Hafeez admitted that Pakistan did not help themselves with a number of errors, including the crucial drop of Abdullah Shafiq to Mitchell Marsh on the third day. But he also called for the umpire's call on ball-tracking lbw decisions to be removed, as Pakistan were on the wrong end of four such decisions in the loss.
"We play this game for the fans, and the fans will never understand why this technology is incompatible," Hafeez said. “We have played the fundamentals of playing this beautiful game of cricket, but sometimes technology makes decisions that we as humans cannot understand. A ball hitting the stumps is always out. I never understood why it was the umpire's call.

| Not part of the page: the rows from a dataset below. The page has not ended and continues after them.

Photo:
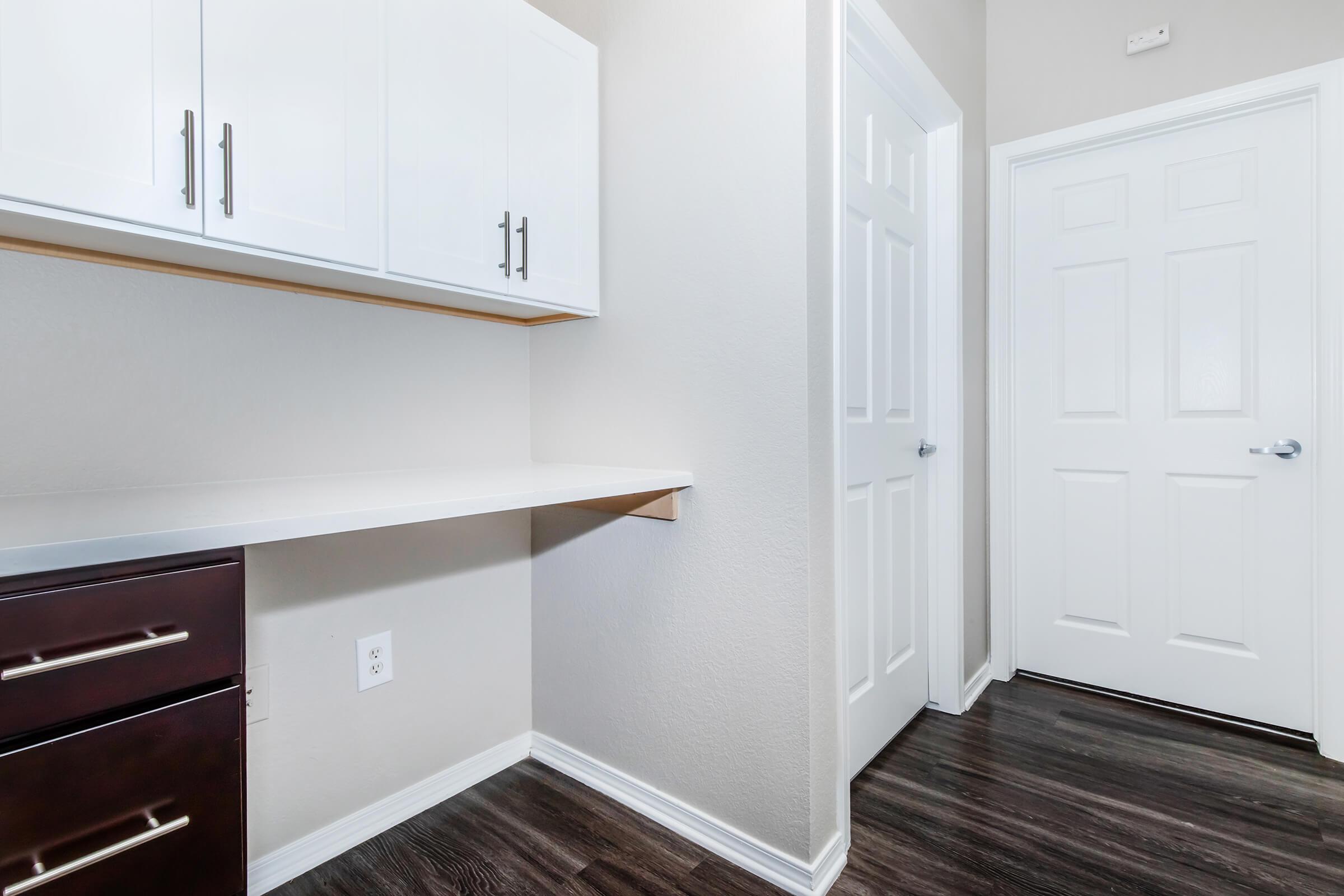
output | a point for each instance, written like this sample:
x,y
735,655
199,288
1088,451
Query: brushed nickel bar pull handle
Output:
x,y
155,832
41,665
227,146
189,130
523,230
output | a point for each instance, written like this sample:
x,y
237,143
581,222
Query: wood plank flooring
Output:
x,y
1039,789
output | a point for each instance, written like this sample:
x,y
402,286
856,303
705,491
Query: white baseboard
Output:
x,y
978,685
787,872
287,863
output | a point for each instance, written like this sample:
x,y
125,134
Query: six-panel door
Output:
x,y
448,142
886,386
553,160
1163,302
92,106
297,83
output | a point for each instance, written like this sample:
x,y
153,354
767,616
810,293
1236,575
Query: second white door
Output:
x,y
886,386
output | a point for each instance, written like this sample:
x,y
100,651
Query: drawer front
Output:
x,y
68,801
104,631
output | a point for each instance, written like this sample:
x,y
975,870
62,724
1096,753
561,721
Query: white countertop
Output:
x,y
65,530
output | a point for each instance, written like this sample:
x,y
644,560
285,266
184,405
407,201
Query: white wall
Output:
x,y
118,378
1053,63
679,654
949,35
456,595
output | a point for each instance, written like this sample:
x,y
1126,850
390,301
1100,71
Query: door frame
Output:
x,y
861,27
1323,88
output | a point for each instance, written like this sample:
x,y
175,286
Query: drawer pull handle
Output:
x,y
155,832
39,665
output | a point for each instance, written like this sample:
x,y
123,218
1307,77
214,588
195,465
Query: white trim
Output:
x,y
865,31
978,685
287,863
1323,86
721,839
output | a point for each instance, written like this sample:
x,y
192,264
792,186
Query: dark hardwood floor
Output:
x,y
1039,789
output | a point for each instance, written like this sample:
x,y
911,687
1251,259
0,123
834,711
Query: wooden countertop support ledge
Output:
x,y
68,530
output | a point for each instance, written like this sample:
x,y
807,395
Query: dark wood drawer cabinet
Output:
x,y
77,649
123,749
76,797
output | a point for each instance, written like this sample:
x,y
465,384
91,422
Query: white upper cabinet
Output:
x,y
553,128
93,101
297,85
368,148
448,142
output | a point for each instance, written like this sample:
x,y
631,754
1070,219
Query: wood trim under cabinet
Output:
x,y
53,250
655,506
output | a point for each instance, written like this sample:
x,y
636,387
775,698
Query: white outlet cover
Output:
x,y
1148,39
374,660
257,684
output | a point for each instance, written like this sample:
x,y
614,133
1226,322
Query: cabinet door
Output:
x,y
92,106
553,159
297,82
448,142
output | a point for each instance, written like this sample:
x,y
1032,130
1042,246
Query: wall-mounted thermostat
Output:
x,y
1150,38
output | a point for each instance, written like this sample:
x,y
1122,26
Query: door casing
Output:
x,y
1323,88
864,29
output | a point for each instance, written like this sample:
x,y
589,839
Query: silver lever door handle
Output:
x,y
1287,449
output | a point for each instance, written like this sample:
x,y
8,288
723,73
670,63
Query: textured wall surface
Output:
x,y
456,595
949,36
1056,63
679,654
118,378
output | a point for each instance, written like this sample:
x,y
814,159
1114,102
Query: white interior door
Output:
x,y
299,83
886,385
92,106
1163,305
448,142
553,160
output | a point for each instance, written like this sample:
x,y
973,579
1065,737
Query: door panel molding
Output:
x,y
1222,189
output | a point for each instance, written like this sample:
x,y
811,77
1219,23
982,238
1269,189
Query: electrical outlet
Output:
x,y
374,660
1150,38
257,684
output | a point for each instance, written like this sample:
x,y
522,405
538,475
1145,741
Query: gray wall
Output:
x,y
118,378
680,654
949,35
1056,63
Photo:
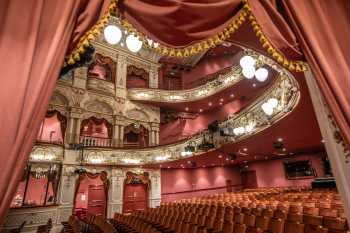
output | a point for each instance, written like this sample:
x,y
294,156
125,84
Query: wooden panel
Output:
x,y
135,197
97,200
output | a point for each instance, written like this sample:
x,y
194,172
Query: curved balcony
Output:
x,y
210,88
246,123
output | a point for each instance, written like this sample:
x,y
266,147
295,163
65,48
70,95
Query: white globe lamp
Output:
x,y
273,102
133,43
247,61
267,108
261,74
248,72
112,34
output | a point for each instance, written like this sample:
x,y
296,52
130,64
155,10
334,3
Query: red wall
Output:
x,y
50,126
271,173
180,129
186,183
205,67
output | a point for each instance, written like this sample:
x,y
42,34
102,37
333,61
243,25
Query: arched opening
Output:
x,y
91,194
135,135
53,128
102,68
136,189
96,132
136,77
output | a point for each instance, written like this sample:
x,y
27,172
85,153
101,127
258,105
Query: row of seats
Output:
x,y
91,224
253,211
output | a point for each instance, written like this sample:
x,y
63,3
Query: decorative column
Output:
x,y
80,77
115,195
121,135
77,130
154,134
151,137
153,77
66,193
339,157
155,192
75,115
157,137
70,130
118,121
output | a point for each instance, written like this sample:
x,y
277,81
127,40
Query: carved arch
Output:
x,y
138,115
99,106
59,99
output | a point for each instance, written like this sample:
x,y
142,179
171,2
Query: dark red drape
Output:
x,y
178,23
323,29
34,37
319,27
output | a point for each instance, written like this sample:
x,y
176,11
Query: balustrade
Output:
x,y
96,141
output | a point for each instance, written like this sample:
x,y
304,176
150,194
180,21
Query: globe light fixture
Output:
x,y
267,108
247,61
133,43
273,102
261,74
112,34
248,72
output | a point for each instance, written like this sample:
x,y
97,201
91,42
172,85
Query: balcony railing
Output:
x,y
96,141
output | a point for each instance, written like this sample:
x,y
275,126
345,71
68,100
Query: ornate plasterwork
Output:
x,y
222,82
46,153
101,86
99,105
285,89
32,217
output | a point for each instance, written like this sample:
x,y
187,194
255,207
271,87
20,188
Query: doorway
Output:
x,y
91,195
248,179
136,188
135,198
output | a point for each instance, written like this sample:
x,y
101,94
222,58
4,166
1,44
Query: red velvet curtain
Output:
x,y
320,26
34,37
178,23
323,29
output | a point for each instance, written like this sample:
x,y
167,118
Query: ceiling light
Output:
x,y
239,130
248,72
249,128
162,158
261,74
267,108
150,42
133,43
112,34
247,61
273,102
131,161
155,44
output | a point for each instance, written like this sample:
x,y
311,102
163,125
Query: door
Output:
x,y
248,179
135,197
97,200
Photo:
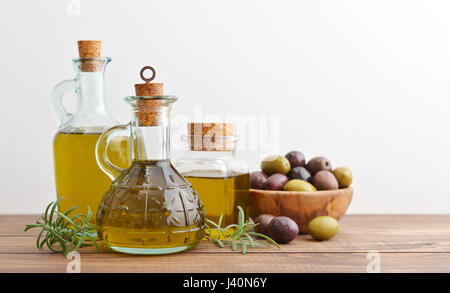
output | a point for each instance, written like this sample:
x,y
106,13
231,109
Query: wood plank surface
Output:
x,y
406,243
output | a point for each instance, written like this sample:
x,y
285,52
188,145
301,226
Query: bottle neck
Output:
x,y
91,93
152,142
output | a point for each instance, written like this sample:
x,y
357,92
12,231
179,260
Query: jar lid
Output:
x,y
210,136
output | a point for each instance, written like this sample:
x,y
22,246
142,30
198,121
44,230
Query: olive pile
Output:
x,y
283,229
292,173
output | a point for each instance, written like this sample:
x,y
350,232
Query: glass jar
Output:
x,y
211,166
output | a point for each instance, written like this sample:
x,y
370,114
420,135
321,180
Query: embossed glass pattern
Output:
x,y
150,207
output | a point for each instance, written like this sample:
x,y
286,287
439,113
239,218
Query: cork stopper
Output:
x,y
210,136
150,112
90,49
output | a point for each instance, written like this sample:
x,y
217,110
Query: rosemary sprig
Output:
x,y
241,237
63,232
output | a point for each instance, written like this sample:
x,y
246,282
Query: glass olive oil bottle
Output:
x,y
78,178
149,208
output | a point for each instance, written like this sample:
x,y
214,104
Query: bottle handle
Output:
x,y
101,152
57,94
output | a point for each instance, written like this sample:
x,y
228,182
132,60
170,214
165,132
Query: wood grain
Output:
x,y
406,243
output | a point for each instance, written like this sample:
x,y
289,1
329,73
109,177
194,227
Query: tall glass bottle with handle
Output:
x,y
78,178
150,207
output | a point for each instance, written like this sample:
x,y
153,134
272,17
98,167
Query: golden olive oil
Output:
x,y
150,209
222,195
78,177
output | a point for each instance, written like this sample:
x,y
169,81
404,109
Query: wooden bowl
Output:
x,y
301,207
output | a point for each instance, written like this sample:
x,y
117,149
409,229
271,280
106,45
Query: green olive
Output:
x,y
344,176
298,185
323,227
275,164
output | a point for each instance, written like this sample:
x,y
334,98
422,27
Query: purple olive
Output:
x,y
318,163
276,181
325,180
300,173
296,159
283,229
263,221
257,179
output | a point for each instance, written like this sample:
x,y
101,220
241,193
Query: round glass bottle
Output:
x,y
210,165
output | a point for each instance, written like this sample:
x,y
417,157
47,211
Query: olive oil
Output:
x,y
222,195
78,177
150,209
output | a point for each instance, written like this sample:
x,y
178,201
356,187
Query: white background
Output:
x,y
365,83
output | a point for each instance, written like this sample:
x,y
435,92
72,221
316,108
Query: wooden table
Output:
x,y
406,243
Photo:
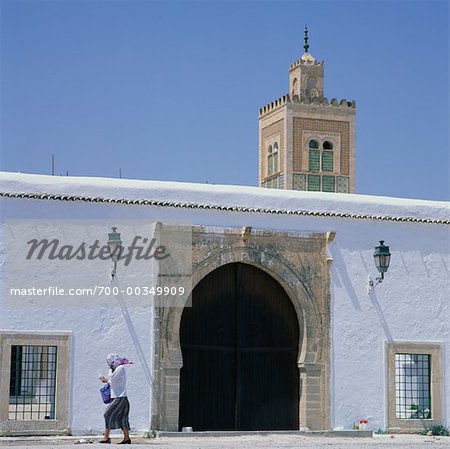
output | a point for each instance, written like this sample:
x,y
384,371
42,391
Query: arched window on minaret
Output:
x,y
327,156
314,156
272,159
294,88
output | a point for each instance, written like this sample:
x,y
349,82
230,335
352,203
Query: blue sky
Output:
x,y
170,90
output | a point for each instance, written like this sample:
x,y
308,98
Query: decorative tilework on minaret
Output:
x,y
305,141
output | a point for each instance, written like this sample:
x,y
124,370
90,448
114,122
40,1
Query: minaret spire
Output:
x,y
306,46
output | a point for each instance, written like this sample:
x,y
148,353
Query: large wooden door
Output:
x,y
239,342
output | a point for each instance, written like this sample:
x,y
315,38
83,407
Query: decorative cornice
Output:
x,y
158,203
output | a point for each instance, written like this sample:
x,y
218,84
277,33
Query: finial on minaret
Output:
x,y
306,46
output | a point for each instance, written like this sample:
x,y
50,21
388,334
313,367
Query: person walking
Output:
x,y
116,414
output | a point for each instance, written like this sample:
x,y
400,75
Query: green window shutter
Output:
x,y
328,183
327,161
314,183
314,160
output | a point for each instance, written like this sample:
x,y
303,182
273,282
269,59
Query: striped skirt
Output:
x,y
116,414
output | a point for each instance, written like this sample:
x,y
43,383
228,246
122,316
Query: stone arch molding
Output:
x,y
299,263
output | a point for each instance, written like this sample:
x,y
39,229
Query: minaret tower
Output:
x,y
305,141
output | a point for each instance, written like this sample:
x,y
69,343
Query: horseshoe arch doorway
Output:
x,y
239,343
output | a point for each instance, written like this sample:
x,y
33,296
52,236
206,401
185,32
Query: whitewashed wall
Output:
x,y
412,304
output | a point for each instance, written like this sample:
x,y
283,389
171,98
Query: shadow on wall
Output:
x,y
341,277
374,300
135,338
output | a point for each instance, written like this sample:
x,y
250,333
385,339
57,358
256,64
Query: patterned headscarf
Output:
x,y
113,361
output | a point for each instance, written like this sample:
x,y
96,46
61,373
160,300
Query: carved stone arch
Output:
x,y
299,264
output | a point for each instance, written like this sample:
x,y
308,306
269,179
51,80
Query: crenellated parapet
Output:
x,y
306,59
319,101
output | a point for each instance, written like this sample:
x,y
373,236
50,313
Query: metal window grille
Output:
x,y
412,386
32,385
328,183
314,183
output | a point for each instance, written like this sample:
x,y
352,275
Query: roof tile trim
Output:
x,y
144,202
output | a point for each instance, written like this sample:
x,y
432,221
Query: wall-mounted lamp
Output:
x,y
115,248
382,258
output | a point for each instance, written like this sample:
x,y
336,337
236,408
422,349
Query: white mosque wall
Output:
x,y
412,304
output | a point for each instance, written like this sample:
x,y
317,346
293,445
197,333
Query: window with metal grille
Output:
x,y
314,160
314,183
328,183
32,384
327,161
412,386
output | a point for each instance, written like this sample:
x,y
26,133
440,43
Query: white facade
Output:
x,y
411,305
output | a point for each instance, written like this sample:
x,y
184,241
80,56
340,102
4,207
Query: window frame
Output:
x,y
412,425
58,426
273,159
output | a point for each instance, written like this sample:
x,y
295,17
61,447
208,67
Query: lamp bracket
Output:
x,y
373,283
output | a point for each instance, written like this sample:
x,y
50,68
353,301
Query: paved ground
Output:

In a Test match full of drama, the flashpoint came in Rizwan's dismissal off a Pat Cummins delivery as Pakistan were 5-219 chasing 317 to win. Rizwan was initially given not out, before the third umpire adjudged that the ball had gone over his glove and wristband to wicketkeeper Alex Carey.
The Pakistan batsman immediately pointed to a mark on his arm, where he believed the ball had hit him. It proved the turning point of the match, with Pakistan losing 5-18 in 6.4 overs to surrender the series 2-0.
Hafeez said, “He (Rizwan) is a very honest person and he told me that he didn't even think he touched it anywhere near the gloves. “There has to be conclusive evidence to reverse an umpire's decision … and there was no evidence of a very conclusive kind. Technology is basically cursing the beautiful game of cricket.”
Australian captain Cummins was blunt in his response to Hafeez's claim that Pakistan was denied victory as the best team. "Cool. Yeah, they played well, but we're happy to win," he said. "It doesn't really matter, does it? In the end, that team will win.”
Cummins also defended the umpiring in the match and the use of technology throughout the game, after he was dismissed for a controversial catch behind earlier on Friday. He said, “We completely disagree (with what Hafeez said).
“I mean, isn't it a perfect science, DRS or umpiring? Some go your way, some don't. There were a few umpire calls for both teams. I think it all worked itself out. I thought this game was pretty 50-50, so we don't have too much to worry about."